Keerthi is made of love! Every cell in her body is made of pure love. With her, you belong! She is so beautiful, will make you feel beautiful too. With her, you are special, smart, funny, empathetic, equal parts sad and jovial. Our frequencies matched and there is nothing better than that. She is also the best cook. She made dinner for us in my congested kitchen, with only the ingredients available in the fridge. The most often made dish was the self-explanatory: Kuch-bhi Kuch-bhi rice. It was an amalgamation of our shared love for rice and the ingredients of a student’s fridge. Did I mention that she is the best cook? The rice was so buttery, so fine! It was the same, but a little different every time. It is one of the many souvenirs from the best phase of my life.

(Compulsory ingredients for Kuch-bhi Kuch-bhi rice: mushroom, palak, garlic and butter)

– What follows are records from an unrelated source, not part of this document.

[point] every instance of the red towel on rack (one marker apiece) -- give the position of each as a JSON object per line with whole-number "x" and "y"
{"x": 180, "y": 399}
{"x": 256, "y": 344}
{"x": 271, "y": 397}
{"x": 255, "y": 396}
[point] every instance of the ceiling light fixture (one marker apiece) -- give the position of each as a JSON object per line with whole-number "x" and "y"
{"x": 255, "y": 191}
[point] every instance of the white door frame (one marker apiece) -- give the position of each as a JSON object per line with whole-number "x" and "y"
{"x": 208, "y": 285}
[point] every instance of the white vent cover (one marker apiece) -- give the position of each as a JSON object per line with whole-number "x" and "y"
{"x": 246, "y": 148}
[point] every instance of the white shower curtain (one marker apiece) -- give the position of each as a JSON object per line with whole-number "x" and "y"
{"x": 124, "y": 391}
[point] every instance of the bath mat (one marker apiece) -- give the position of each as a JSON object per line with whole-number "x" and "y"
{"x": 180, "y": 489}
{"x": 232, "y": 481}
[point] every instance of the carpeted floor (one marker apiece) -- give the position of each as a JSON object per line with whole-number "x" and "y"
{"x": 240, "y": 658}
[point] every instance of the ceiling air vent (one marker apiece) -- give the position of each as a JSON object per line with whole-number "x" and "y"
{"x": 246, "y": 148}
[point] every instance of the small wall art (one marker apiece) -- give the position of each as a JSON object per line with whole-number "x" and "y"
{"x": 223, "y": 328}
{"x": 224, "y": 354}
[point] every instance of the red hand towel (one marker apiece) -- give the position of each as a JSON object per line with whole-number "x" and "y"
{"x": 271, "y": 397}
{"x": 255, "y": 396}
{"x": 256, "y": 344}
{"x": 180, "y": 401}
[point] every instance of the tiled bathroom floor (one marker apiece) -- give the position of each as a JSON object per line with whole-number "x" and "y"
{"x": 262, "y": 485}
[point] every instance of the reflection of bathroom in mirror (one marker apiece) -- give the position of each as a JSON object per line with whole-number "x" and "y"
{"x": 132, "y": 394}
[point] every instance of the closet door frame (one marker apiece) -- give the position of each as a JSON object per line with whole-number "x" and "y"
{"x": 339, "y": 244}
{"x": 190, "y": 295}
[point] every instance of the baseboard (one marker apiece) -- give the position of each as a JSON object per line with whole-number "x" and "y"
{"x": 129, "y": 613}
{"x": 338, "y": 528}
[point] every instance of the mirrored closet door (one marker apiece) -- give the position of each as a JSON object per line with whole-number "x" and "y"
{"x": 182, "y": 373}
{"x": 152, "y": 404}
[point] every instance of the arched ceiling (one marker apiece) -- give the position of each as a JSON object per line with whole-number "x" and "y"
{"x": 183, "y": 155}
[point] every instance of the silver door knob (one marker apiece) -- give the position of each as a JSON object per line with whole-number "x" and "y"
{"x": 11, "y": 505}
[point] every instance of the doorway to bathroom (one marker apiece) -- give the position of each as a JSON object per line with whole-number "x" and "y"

My experience cooking, eating and feeding Kuch-bhi Kuch-bhi rice:

  1. Making KBKB rice pushed me into, what feels like, the next phase of Via Dil. I cooked without following a recipe, open to ideas, failures and instincts. I was available to the experience; I noticed how beautiful the ingredients looked, just how colorful! I took a moment to stare, to click a photo.
  2. I had been approaching food, and its photography, as an outsider. I felt like an intruder to this world. So I followed recipes; restricting my instincts to decisions about quantities of salt and sugar, sometimes not even that. Looking back, the photos seem stoic, don’t they? No matter how much soul I put into the stories, something felt missing. It was the joy!
  3. The rice turned out mediocre at best. I have a theory: you don’t get into accidents when you are learning to drive or when you drive anxiously as a beginner; but right after, when you think you can drive, till you become a good driver.

Making friends has been an uphill task. I made functional friendships in most places but only came to understand them a few years back. I started treating them with care and tended to them like houseplants. I only recently started reaping the fruits of having solid friendships in my life. It came to help my relationships, my mental health, even my career. Who woulda thunk?

Recipe

Ingredients:
Whichever vegetables are available in your fridge
What I used:

  • Garlic and herb butter
  • Chilies- 3
  • Garlic- 6-7 cloves
  • Ginger – an inch
  • Capsicum – 2
  • Cherry tomatoes – a handful
  • Spinach – a fistful
  • Coriander – to taste
  • Rice – 1 cup
  • Salt – to taste
  • Black pepper – to taste
  • Olive oil – 3-4 tbsp

Process

  1. Start cooking the rice
  2. In a pan, stir fry mushroom in butter
  3. When the mushroom secrets water, pour it into the cooking rice, to give the rice a mushroomy taste.
  4. When the mushrooms become dry, add cherry tomatoes (chopped in half) and cook till they get darker. Then add capsicum till brown patches show.
  5. In a separate pan, stir fry chilies, garlic and whole cherry tomatoes (I love a cherry tomato exploding in my mouth while eating) till brown
  6. In a pan take some butter (maybe even jeera till it crackles), add rice, mushrooms, tomato, capsicum. Stir and cover. Cook for 5 minutes.
  7. sprinkle the burnt garlic, chili, whole cherry tomatoes and coriander over it.